Linda Jean Brittain Gore

Sally and her momSince I posted something related to my mom a couple of days ago on Facebook, several people have asked me about her. Knowing that we live in a very different world today than the one of 25 years ago, a world where people regularly share all of their trials and tribulations on national television, and knowing that my mom was much more in the mold of Helen Mirren’s portrayal of Queen Elizabeth (“This is a family matter.”) than the steady throng of folks who sit on Dr. Phil’s couch, I’ll try to avoid any melodrama and simply share a few things that I’ve been thinking about. Please read on if you wish.

My mom was killed in a car accident on a snowy day in Petersburg, Virginia. She died suddenly and unexpectedly and I still notice, all these years later, the effects of that day. I miss her. Simply put.

But more importantly, my mom lived a very full life, a life that ended way too soon not only for those she left behind, but also for her.  She was a public school teacher, the president of her garden club, the vice president of her needlework guild, and an active member of her church. She left countless friends, all touched by the loss.

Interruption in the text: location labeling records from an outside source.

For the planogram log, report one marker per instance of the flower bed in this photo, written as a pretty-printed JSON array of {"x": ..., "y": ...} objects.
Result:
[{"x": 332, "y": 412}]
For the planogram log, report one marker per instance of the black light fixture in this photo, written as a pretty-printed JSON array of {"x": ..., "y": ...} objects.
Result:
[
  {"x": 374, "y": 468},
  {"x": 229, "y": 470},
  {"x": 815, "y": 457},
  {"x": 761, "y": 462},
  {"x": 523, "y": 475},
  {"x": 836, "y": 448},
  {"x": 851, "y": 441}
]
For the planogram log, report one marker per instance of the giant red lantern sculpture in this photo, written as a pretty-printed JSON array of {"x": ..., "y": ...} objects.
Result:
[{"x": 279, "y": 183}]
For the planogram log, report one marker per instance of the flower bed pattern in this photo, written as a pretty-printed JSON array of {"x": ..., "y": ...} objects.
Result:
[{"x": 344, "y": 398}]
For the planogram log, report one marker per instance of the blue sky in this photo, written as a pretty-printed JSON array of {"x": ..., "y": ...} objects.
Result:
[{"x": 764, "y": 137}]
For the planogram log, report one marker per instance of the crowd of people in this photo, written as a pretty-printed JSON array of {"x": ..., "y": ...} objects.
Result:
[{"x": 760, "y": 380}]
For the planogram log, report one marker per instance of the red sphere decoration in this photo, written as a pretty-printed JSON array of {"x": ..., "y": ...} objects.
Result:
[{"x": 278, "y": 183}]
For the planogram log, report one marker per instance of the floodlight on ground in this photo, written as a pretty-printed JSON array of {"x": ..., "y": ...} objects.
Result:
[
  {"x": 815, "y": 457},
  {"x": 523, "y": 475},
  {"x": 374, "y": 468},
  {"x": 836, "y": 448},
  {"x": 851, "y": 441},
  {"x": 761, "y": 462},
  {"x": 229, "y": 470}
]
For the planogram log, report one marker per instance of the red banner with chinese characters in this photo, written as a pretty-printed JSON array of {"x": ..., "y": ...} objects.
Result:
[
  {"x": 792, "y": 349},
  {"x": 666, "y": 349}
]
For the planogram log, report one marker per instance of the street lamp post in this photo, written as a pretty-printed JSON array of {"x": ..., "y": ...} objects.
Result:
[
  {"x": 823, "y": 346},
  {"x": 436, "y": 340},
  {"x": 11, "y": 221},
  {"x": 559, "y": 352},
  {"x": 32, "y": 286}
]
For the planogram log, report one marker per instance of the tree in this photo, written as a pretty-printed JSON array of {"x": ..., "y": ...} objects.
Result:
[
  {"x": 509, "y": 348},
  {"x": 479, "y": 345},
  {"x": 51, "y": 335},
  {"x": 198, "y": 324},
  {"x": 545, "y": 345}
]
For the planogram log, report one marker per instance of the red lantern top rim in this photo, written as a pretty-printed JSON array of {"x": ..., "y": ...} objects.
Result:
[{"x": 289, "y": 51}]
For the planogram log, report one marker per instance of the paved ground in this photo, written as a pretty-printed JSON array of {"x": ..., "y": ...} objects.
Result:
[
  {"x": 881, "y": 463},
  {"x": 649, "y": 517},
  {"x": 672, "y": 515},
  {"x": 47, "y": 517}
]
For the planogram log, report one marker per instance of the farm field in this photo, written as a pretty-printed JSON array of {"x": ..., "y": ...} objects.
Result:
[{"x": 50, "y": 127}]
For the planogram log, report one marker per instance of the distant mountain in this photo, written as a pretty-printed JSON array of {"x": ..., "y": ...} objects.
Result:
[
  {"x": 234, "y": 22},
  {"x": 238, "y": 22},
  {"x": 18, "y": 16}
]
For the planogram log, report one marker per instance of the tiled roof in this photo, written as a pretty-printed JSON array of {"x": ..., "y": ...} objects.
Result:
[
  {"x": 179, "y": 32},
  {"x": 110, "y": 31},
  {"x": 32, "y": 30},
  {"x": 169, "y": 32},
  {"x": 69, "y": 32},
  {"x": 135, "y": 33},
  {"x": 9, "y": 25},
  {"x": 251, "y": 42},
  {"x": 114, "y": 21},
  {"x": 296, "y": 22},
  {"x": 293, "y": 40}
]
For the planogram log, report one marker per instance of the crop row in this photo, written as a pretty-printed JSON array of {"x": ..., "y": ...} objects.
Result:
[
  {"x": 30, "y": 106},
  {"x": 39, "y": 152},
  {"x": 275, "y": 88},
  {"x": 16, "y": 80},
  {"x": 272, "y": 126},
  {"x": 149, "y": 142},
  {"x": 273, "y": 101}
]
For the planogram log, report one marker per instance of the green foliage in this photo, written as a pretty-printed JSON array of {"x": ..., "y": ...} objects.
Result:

I was thinking about this odd social tool Facebook and the connection of so many people on it (my “friends”) to my mom, or at the least to her through me. There are family members. There are students that she taught. There are people to whom she would be most thankful for helping me get through life without her.

Her sister is here, an aunt I had lost touch with over the years and recently reconnected with. Two of her three grandchildren – grandchildren that she never had the chance to know, but who she would have loved and enjoyed immensely – are here. Two nieces and a nephew are connected. A cousin. My “brother” who lived in the house behind us growing up and who, in many ways, thought of my mother as his mom, too.

I have a number of sorority sisters in my friends list, friends who lived most directly in the immediate fallout of my mom’s death for me. We shared a house. They were there with me through a thousand tears, a thousand beers (for better and worse), countless late nights of me asking “Why?” I was a mess and there are a few friends amongst my “friends list” who helped clean up the mess more than once. Karen rode back to school with me after the funeral. Margo forgave more fines for more missed meetings than she should have. Becky and Leigh Ann and Alex (though we didn’t call her that then) and Deana and Linda were all there. And Sarah had great shoulders to cry on. Undoubtedly, the one friend I am most indebted to for that time, Carla, remains elusive to the world of social networking, but in the more traditional ways, she knows that I owe her more than I can ever repay – and we both hope and pray that I will never be asked to. I am more grateful than I can say that she was my roommate during that time and that her family took me in as they did. I would never have survived, literally, without them.

I have friends from the seminary years that followed college, years when things got much more difficult on a much deeper level. These friends did not have the chance to know my mom directly, but they were touched by her through me. Phyllis and Conrad made a home for me in their family. Dina listened to me for hours and hours and hours and hours. She is a sister in the truest sense. Kelley and Kevin and I shared so many breakfasts together. There are two Jonathans – Webster and Berry – who were so important. Jonathan Webster and I shared both years at JMU and Southern together. He was the one person I knew when I moved to Louisville. Jonathan Berry was an early and quick friend, sharing trouble with Keith in the back of Church History classes. Dina and Jonathan’s children are amongst my Facebook friends, another generation of good people.

And then there are all of the friends who have come into my life in the years since, the years that all together make my life without my mom. Some of them didn’t even know this story until I mentioned it the past days. It’s not something I talk about often. Some have heard it in the circles of support group meetings. Some know it because they have entered into that close and intimate space that some friendships are blessed to go.

We are all influenced by our parents in many ways. There is much of me that is my mother, and thus all of my friends know her in some way because you know me. As my mom had many friends, so do I. I only hope that I measure up in some small way to the same level she set for treating people with love and respect, for being compassionate and caring, and for one to share much fun and laughter in life. A number of friends have shared with me over the past few days that my mom is surely proud of me, proud of the life I have made. I think on this day that if I can be to my friends what she was to hers, then we both will be proud.